No caso dos turistas, a mobilidade é passageira e eles gozam de um status globalmente

positivo, pois, como afirma Marc Augé (2009), eles estão interessados nas representações

universais das principais cidades ao redor do mundo, e no consumo dessas representações. Já

no caso dos imigrantes, a mobilidade é de longo prazo, muitas vezes permanente, e eles

encontram diversas barreiras de entrada e de inserção nas sociedades para onde migram, uma

vez que, conforme aponta Sandro Mezzadra (2005), as fronteiras não estão abertas da mesma

forma e a inclusão social ocorre de maneira diferenciada para esses indivíduos, que são

privados de diversos direitos de cidadãos.

A partir das diferenças dos regimes de visibilidade de processos de mobilidade

humana distintos, analiso os discursos produzidos e reproduzidos nos fluxos comunicacionais

a partir dos dois textos selecionados, para compor a discussão sobre como as experiências

cosmopolitas abarcam questões éticas.

Para a discussão ética acerca do cosmopolitismo, é necessária uma análise que vá além

do consumo e da lógica do mercado, e que permita a compreensão das práticas de cidadania

desses diferentes sujeitos.
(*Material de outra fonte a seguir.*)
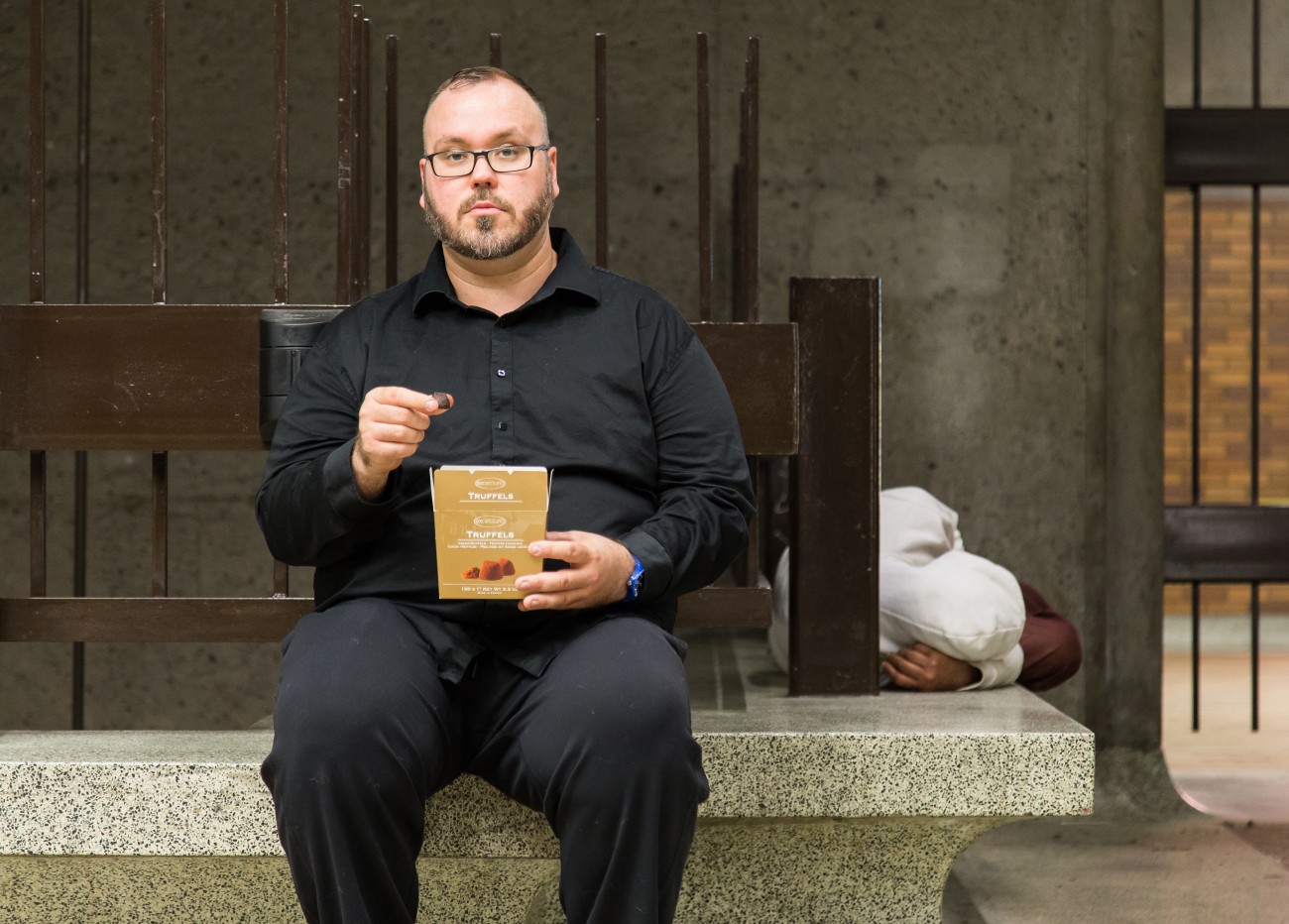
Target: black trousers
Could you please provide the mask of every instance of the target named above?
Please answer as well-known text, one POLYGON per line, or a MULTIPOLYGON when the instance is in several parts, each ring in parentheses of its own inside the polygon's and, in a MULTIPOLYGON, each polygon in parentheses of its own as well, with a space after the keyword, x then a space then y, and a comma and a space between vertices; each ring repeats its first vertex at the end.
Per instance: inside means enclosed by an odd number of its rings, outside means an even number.
POLYGON ((550 822, 570 921, 670 921, 708 795, 679 643, 610 619, 541 677, 485 653, 454 684, 418 619, 351 601, 284 644, 263 777, 305 918, 415 920, 425 800, 470 772, 550 822))

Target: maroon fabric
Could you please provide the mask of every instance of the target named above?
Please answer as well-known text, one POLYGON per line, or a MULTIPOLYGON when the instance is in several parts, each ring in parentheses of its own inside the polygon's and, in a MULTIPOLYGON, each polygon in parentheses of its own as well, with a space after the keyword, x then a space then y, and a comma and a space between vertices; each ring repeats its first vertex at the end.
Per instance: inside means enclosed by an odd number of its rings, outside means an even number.
POLYGON ((1021 631, 1025 662, 1016 682, 1027 689, 1052 689, 1074 677, 1083 664, 1079 630, 1029 584, 1021 582, 1021 594, 1025 597, 1025 629, 1021 631))

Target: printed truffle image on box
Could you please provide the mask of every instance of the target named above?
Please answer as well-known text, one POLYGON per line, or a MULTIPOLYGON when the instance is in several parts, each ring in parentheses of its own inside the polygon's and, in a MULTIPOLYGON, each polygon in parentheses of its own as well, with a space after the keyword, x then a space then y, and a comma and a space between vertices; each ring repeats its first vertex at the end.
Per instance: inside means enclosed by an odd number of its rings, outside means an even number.
POLYGON ((547 535, 547 469, 443 465, 434 472, 431 491, 438 595, 521 599, 514 579, 541 571, 541 559, 527 548, 547 535))

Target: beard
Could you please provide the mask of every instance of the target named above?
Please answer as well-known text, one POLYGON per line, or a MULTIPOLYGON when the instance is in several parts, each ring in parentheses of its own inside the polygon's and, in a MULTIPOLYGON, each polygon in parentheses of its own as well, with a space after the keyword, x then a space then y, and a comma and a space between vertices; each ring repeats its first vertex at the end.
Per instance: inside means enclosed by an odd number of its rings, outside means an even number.
POLYGON ((443 242, 445 247, 472 260, 499 260, 518 251, 538 236, 538 232, 550 218, 556 202, 554 184, 550 180, 550 174, 547 173, 541 193, 532 205, 523 210, 523 214, 517 215, 518 227, 509 233, 503 233, 496 229, 496 217, 494 215, 482 215, 476 219, 465 218, 467 211, 483 201, 514 215, 514 206, 501 196, 481 189, 460 207, 456 220, 450 222, 443 213, 434 207, 434 200, 431 198, 424 180, 422 180, 422 191, 425 195, 425 224, 443 242), (473 227, 470 227, 472 224, 473 227))

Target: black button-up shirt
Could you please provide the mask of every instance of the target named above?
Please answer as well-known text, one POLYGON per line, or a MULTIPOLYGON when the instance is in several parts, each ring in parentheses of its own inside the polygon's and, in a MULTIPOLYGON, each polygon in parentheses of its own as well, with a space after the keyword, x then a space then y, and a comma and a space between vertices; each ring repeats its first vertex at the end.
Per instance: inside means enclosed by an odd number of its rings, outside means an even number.
POLYGON ((442 245, 419 276, 342 312, 295 379, 255 499, 273 554, 315 566, 320 610, 380 597, 422 611, 447 679, 483 648, 539 674, 611 615, 670 629, 677 597, 710 584, 746 541, 739 424, 690 325, 657 293, 589 265, 567 232, 552 229, 552 244, 556 269, 500 317, 456 298, 442 245), (362 399, 380 385, 455 403, 367 503, 351 454, 362 399), (547 528, 623 541, 644 566, 638 599, 535 612, 440 599, 429 492, 440 465, 549 468, 547 528))

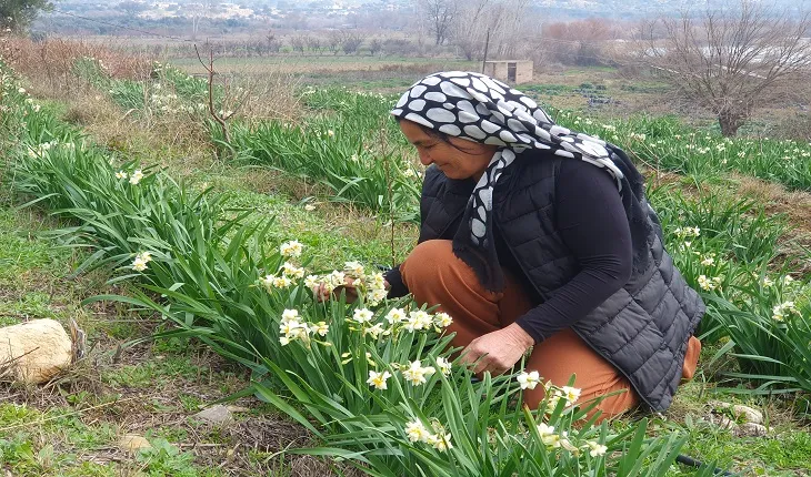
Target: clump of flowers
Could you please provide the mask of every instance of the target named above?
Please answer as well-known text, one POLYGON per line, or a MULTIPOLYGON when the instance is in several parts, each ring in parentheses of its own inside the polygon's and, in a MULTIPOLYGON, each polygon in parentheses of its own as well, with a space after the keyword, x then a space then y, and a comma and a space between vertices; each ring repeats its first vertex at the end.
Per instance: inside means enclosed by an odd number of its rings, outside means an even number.
POLYGON ((310 275, 306 285, 313 292, 322 288, 332 293, 340 286, 351 285, 358 292, 358 296, 369 306, 377 306, 382 303, 389 294, 386 290, 386 278, 380 272, 368 273, 359 262, 346 262, 343 270, 332 271, 326 275, 310 275))
POLYGON ((797 305, 794 305, 794 302, 783 302, 779 305, 774 305, 774 308, 772 308, 772 319, 774 319, 775 322, 785 321, 787 316, 790 314, 800 314, 800 311, 797 309, 797 305))
POLYGON ((597 440, 583 440, 579 446, 575 446, 572 443, 574 438, 569 436, 569 433, 565 430, 558 432, 554 429, 554 426, 545 423, 538 424, 537 429, 541 437, 541 443, 550 450, 563 448, 578 456, 582 449, 588 450, 591 457, 603 456, 608 451, 608 447, 597 440))
POLYGON ((134 171, 132 171, 132 174, 130 174, 130 184, 138 185, 143 177, 143 171, 141 171, 140 169, 136 169, 134 171))

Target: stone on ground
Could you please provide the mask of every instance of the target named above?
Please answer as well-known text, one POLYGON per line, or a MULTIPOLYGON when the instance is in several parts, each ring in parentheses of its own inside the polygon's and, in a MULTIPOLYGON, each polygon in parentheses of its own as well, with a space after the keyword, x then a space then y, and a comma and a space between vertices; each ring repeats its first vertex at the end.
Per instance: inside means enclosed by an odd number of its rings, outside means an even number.
POLYGON ((137 453, 140 449, 148 449, 152 447, 152 445, 149 444, 149 440, 147 440, 143 436, 139 436, 138 434, 124 434, 120 439, 118 439, 118 447, 128 453, 137 453))
POLYGON ((233 422, 233 416, 229 406, 223 406, 221 404, 203 409, 197 413, 193 417, 206 423, 218 425, 230 424, 233 422))
POLYGON ((10 371, 16 380, 47 383, 72 359, 72 342, 54 319, 0 328, 0 369, 10 371))

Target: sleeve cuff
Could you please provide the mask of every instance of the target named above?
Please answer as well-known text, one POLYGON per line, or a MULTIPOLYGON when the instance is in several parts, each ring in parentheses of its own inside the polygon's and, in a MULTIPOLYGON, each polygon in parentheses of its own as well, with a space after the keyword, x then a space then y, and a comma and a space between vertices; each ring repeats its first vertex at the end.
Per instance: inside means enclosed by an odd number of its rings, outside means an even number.
POLYGON ((538 331, 534 329, 529 322, 530 319, 528 319, 527 315, 520 316, 518 319, 515 319, 515 324, 520 326, 524 332, 527 332, 528 335, 532 336, 532 339, 534 339, 537 345, 545 338, 542 334, 538 333, 538 331))

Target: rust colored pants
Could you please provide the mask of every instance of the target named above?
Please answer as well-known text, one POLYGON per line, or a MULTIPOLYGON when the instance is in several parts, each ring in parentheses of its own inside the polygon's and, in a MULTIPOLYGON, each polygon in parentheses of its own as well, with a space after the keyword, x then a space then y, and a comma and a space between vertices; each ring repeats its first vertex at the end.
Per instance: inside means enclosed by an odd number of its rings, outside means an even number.
MULTIPOLYGON (((484 290, 474 272, 459 260, 450 241, 434 240, 419 244, 400 266, 402 277, 420 304, 439 305, 453 318, 449 331, 455 333, 453 346, 467 346, 474 338, 513 323, 533 307, 513 277, 505 276, 504 291, 484 290)), ((688 345, 682 376, 691 378, 701 351, 693 336, 688 345)), ((528 371, 538 371, 542 380, 564 386, 574 374, 574 387, 582 389, 580 402, 588 402, 615 390, 622 394, 603 399, 594 409, 600 419, 615 416, 639 404, 639 396, 628 379, 587 345, 571 328, 564 328, 532 348, 528 371)), ((524 403, 534 408, 543 399, 543 386, 524 392, 524 403)))

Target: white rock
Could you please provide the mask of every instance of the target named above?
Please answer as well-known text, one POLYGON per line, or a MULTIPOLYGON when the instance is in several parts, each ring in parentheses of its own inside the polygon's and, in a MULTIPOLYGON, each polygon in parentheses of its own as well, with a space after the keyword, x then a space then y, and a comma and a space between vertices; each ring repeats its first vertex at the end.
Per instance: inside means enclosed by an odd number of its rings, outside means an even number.
POLYGON ((738 424, 735 424, 734 420, 730 419, 727 416, 720 416, 718 414, 710 414, 708 417, 708 420, 710 424, 714 424, 715 426, 727 429, 727 430, 734 430, 738 428, 738 424))
POLYGON ((732 413, 732 416, 734 416, 735 420, 743 422, 743 423, 754 423, 754 424, 761 424, 763 423, 763 413, 761 413, 758 409, 753 409, 749 406, 743 406, 742 404, 730 404, 730 403, 723 403, 720 400, 713 400, 710 402, 710 405, 713 409, 720 410, 720 409, 730 409, 732 413))
POLYGON ((33 319, 0 328, 0 366, 18 380, 46 383, 73 359, 71 341, 53 319, 33 319))
POLYGON ((745 423, 763 423, 763 413, 749 406, 735 404, 734 406, 732 406, 732 414, 734 414, 735 417, 742 417, 745 423))
POLYGON ((118 439, 118 446, 121 450, 128 453, 137 453, 140 449, 148 449, 152 447, 152 445, 149 444, 149 440, 138 434, 124 434, 120 439, 118 439))
POLYGON ((765 427, 762 424, 743 423, 732 430, 732 435, 735 437, 762 437, 771 432, 771 427, 765 427))
POLYGON ((228 406, 223 406, 221 404, 203 409, 197 413, 194 417, 211 424, 230 424, 233 422, 231 410, 228 406))

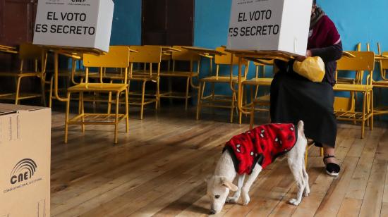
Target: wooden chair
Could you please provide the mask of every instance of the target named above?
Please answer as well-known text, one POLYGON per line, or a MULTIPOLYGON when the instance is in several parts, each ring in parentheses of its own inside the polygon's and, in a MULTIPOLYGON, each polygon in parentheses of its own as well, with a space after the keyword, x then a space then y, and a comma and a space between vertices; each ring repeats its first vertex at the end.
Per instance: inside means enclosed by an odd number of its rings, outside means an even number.
MULTIPOLYGON (((69 58, 71 60, 71 68, 70 70, 61 70, 58 73, 59 78, 61 78, 66 80, 65 86, 63 88, 59 89, 59 91, 61 92, 67 92, 67 88, 71 85, 75 85, 79 84, 79 82, 75 81, 75 77, 80 78, 80 82, 85 79, 85 73, 83 70, 77 70, 77 63, 80 63, 82 61, 82 54, 73 53, 72 54, 61 54, 62 56, 65 56, 69 58), (69 82, 71 81, 71 82, 69 82)), ((49 72, 47 72, 49 73, 49 72)), ((96 73, 89 72, 89 78, 91 78, 92 75, 96 73)), ((51 108, 52 106, 52 99, 56 99, 54 95, 54 72, 52 72, 50 78, 50 80, 46 82, 47 84, 49 84, 49 107, 51 108)))
MULTIPOLYGON (((128 97, 127 75, 129 67, 129 48, 128 46, 111 46, 109 52, 106 55, 99 56, 92 54, 83 55, 83 65, 86 67, 85 82, 71 87, 68 89, 66 113, 65 121, 65 143, 68 142, 68 125, 81 125, 82 132, 85 131, 85 125, 114 125, 114 144, 117 144, 117 134, 119 130, 119 123, 126 120, 126 132, 129 130, 128 125, 128 97), (123 68, 125 71, 124 79, 122 84, 112 83, 91 83, 89 82, 89 70, 91 67, 104 68, 123 68), (109 105, 111 103, 110 99, 111 94, 116 94, 116 113, 111 114, 110 111, 107 113, 85 113, 83 94, 85 92, 109 93, 109 105), (79 93, 80 109, 79 114, 71 119, 69 119, 70 102, 71 94, 79 93), (120 106, 120 97, 122 94, 125 96, 125 113, 119 113, 120 106)), ((100 71, 102 73, 102 71, 100 71)))
MULTIPOLYGON (((380 69, 380 80, 373 80, 372 84, 374 88, 380 88, 381 90, 384 88, 388 88, 388 77, 387 77, 387 70, 388 70, 388 52, 382 53, 382 57, 378 62, 380 69)), ((381 92, 380 92, 380 96, 382 96, 381 92)), ((388 113, 388 106, 379 106, 373 109, 373 115, 380 116, 388 113)))
MULTIPOLYGON (((162 48, 153 46, 131 46, 130 48, 137 53, 131 54, 130 56, 131 67, 128 80, 130 82, 138 82, 141 83, 141 91, 130 92, 131 96, 140 97, 140 98, 131 97, 130 105, 140 106, 140 119, 143 120, 144 106, 150 104, 155 104, 155 108, 159 106, 159 75, 160 64, 162 61, 162 48), (144 68, 133 69, 133 65, 144 64, 144 68), (157 65, 156 70, 153 68, 153 64, 157 65), (148 68, 147 68, 148 66, 148 68), (156 89, 154 92, 146 93, 145 85, 147 82, 156 84, 156 89)), ((128 87, 129 88, 129 87, 128 87)))
MULTIPOLYGON (((237 108, 237 99, 235 85, 238 82, 238 77, 233 74, 233 67, 238 65, 238 58, 233 56, 232 54, 225 51, 224 46, 219 46, 216 49, 217 51, 226 54, 226 55, 218 56, 214 58, 216 64, 216 75, 200 79, 200 88, 198 89, 198 103, 197 105, 197 120, 200 118, 200 113, 202 107, 212 107, 231 109, 230 122, 233 123, 234 111, 237 108), (219 68, 221 66, 227 66, 230 69, 229 75, 219 75, 219 68), (210 83, 212 85, 211 92, 209 95, 205 96, 206 83, 210 83), (225 94, 216 94, 214 87, 216 84, 229 85, 232 92, 231 96, 225 94)), ((243 61, 243 65, 245 66, 243 80, 246 79, 248 70, 249 61, 243 61)), ((237 110, 236 110, 237 111, 237 110)), ((239 114, 239 122, 241 123, 241 113, 239 114)))
POLYGON ((174 46, 173 49, 176 50, 181 50, 180 51, 172 52, 172 70, 164 71, 160 73, 160 77, 166 78, 171 79, 171 78, 184 78, 186 81, 186 92, 174 92, 172 91, 171 82, 169 82, 169 91, 167 92, 162 93, 160 94, 161 98, 169 99, 185 99, 185 109, 188 109, 188 99, 192 97, 192 94, 189 94, 190 86, 193 88, 195 88, 195 86, 193 83, 193 78, 198 78, 200 74, 200 56, 193 51, 182 49, 181 46, 174 46), (185 61, 190 63, 190 68, 187 71, 177 70, 176 70, 176 65, 178 61, 185 61), (196 70, 194 70, 194 65, 196 65, 196 70))
POLYGON ((32 44, 21 44, 18 52, 20 64, 17 72, 1 72, 0 77, 13 78, 16 80, 16 90, 12 93, 0 94, 0 99, 13 100, 15 104, 18 104, 23 99, 40 97, 44 104, 44 76, 46 73, 46 63, 47 51, 43 48, 32 44), (32 71, 25 70, 24 66, 28 61, 34 65, 32 71), (21 82, 25 78, 38 78, 40 80, 41 93, 21 92, 21 82))
MULTIPOLYGON (((361 138, 364 137, 365 123, 368 121, 370 130, 373 129, 373 90, 372 75, 375 68, 375 54, 370 51, 348 51, 354 57, 342 56, 337 61, 336 80, 339 71, 364 71, 368 72, 365 84, 337 84, 334 91, 362 93, 363 95, 362 111, 337 111, 334 109, 337 119, 361 122, 361 138)), ((351 96, 351 97, 352 97, 351 96)))
MULTIPOLYGON (((250 113, 250 128, 252 129, 253 127, 253 122, 255 118, 255 111, 268 111, 268 108, 256 108, 257 105, 260 106, 269 107, 270 104, 270 97, 269 94, 265 94, 263 96, 257 97, 257 92, 259 90, 259 87, 260 86, 271 86, 273 78, 265 78, 265 66, 274 66, 274 61, 267 61, 267 60, 255 60, 254 65, 256 68, 255 76, 250 80, 246 80, 243 81, 243 87, 250 86, 250 101, 248 103, 245 99, 245 107, 251 108, 250 113), (259 75, 259 69, 262 68, 262 76, 259 75), (255 87, 255 93, 253 93, 253 87, 255 87)), ((243 87, 243 89, 248 88, 243 87)), ((248 97, 245 97, 245 99, 248 99, 248 97)))

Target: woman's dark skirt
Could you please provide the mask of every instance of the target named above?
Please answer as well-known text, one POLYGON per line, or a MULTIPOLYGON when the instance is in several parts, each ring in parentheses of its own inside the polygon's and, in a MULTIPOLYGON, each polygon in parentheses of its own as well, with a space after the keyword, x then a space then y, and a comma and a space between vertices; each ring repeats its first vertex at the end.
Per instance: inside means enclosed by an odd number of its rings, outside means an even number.
POLYGON ((302 120, 306 137, 315 145, 334 147, 337 120, 334 94, 327 82, 313 82, 293 73, 277 73, 271 85, 271 120, 297 124, 302 120))

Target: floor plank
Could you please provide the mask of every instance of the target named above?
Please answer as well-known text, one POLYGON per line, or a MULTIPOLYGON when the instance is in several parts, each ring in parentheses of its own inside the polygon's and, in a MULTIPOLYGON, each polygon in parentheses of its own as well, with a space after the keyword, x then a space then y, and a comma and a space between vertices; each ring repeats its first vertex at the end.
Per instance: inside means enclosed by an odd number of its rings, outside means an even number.
MULTIPOLYGON (((85 133, 71 127, 65 144, 64 114, 53 112, 51 215, 207 216, 204 179, 225 142, 249 126, 227 123, 227 112, 194 117, 195 109, 175 106, 148 111, 143 120, 131 115, 130 132, 121 124, 117 145, 111 126, 87 126, 85 133)), ((388 130, 366 130, 364 140, 360 132, 359 125, 338 125, 337 178, 325 173, 319 149, 310 149, 311 193, 299 206, 288 204, 296 186, 286 161, 277 160, 252 186, 248 206, 240 199, 214 216, 388 216, 388 130)))

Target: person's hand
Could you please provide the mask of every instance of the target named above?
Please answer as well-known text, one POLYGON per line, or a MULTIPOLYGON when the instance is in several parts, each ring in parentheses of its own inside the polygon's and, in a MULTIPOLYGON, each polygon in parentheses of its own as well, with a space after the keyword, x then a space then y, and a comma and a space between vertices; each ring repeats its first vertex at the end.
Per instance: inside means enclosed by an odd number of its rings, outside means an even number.
POLYGON ((305 58, 306 58, 305 56, 297 56, 295 59, 296 59, 297 61, 303 62, 305 58))
POLYGON ((303 62, 306 58, 309 57, 309 56, 313 56, 313 54, 311 54, 311 51, 310 50, 307 50, 306 51, 306 55, 305 56, 298 56, 296 57, 295 59, 299 62, 303 62))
Na visão de uma ética para o consumo de Adela Cortina (2002), há

aqueles que não possuem acesso a bens entre os quais podem escolher (ou a formas de

produzi-los), e também os que poderiam exercer seu direito de escolha, mas o delegam a

grupos ou instituições de referência, aos meios de comunicação ou ao marketing. É nessas

diferentes formas que se mostra o caráter da sociedade, que vai influenciar no comportamento

de seus sujeitos.

Na perspectiva das táticas que os sujeitos podem desenvolver de forma a estabelecer

uma ética humana (CERTEAU, 2014), estaria a capacidade de colocar-se no lugar do outro.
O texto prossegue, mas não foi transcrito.